Even if find() and add() are thread safe, a lack of a synchronized block would allow for two or more instances to be created and initialized for the same key. Presuming a hashtable is used underneath, only one would end up being mapped to the key in the end. This would waste time pointlessly, but if it's harmeless stability wise and is so rare that the performance hit isn't a real threat, then it may be a moot point. There is some merrit to having a fully initialized resource before it's added to the hashtable, though. I guess it's a trade off between possible performance hits and having the possibility of getting an EPR to an empty or partially initialized resource. Looking at it from that perspective, I'm inclined to agree with Alain. I'll post an updated set of deliverables with the change. And indeed, I was planning on looking at Multi to make sure the same bottlenecks didn't plague it as well when it comes time to actually do the work to relieve them.
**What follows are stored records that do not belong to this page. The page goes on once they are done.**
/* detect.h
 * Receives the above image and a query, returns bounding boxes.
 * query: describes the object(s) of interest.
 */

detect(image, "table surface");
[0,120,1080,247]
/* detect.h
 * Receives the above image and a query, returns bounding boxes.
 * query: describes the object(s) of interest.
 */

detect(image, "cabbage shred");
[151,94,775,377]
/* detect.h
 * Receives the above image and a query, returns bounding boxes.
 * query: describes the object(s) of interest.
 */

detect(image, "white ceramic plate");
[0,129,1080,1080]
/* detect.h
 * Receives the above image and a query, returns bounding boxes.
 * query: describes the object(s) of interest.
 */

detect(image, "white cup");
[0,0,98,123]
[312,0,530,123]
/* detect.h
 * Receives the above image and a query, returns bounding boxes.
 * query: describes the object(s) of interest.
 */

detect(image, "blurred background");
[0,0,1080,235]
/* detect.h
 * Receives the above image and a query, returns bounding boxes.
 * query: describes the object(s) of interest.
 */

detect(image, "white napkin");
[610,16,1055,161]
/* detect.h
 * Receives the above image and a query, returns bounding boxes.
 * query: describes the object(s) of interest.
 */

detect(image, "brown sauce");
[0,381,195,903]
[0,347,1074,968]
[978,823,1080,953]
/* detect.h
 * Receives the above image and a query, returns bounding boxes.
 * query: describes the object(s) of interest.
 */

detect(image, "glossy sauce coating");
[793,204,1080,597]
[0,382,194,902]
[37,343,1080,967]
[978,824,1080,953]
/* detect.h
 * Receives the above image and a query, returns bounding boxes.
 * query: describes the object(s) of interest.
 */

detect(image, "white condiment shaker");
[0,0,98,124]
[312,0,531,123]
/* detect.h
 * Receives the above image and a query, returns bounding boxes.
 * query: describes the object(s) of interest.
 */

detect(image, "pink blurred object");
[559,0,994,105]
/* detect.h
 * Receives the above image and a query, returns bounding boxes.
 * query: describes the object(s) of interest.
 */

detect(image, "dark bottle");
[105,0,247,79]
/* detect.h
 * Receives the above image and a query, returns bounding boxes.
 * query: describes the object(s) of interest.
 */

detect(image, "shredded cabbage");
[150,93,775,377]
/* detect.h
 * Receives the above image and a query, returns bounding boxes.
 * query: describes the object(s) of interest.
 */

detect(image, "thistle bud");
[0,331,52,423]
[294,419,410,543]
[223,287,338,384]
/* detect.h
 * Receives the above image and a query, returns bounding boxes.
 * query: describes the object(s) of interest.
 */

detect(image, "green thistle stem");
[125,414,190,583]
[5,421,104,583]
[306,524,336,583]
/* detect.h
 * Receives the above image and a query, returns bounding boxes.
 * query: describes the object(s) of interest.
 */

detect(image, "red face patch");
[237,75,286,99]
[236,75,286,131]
Updated deliverables (specifically, recommended fix 1a)... Non-staging job bottlenecks ----------------------------------------------------------------- 1) Traffic jam caused by the poor utilization of the synchronized block in ManagedExecutableJobHome. 2) DelegationUtil.registerDelegationListener() 3) Repeated perl script calls for determining the user's home directory. Recommended non-staging job bottleneck fixes ----------------------------------------------------------------- 1a) Remove the synchronized() block since the possible consequences of that appear to be small compared to the bottleneck. 2a) investigate the Delegation Service to see if any bottlenecks can be identified and alleviated to improve registration throughput. 2b) Implement credential reuse for jobs in the same container and of the same user. 3a) Cache the user's home directory in the resource's internal state data. Staging job bottlenecks ----------------------------------------------------------------- - No significant additional bottlenecks were identified. Recommended staging job bottleneck fixes ----------------------------------------------------------------- - No significant additional bottlenecks were identified.
Bottleneck #2 was found (via recommendation 2a) to actually be caused by the fact that the registerDelegationListener() code ends up calling the listener's setCredential() method in the same thread. since user proxy generation occured in setCredential(), this was causing the throughput to appear in the DS. Since in general this causes a denial of service situation in the DS, this issue has been logged as a bug and fixed. The performance is still the same, but the bottleneck has been more accurately associated with user proxy key pair generation. At this point, recommendation 2b still makes sense to avoid unneccesary key pair generation.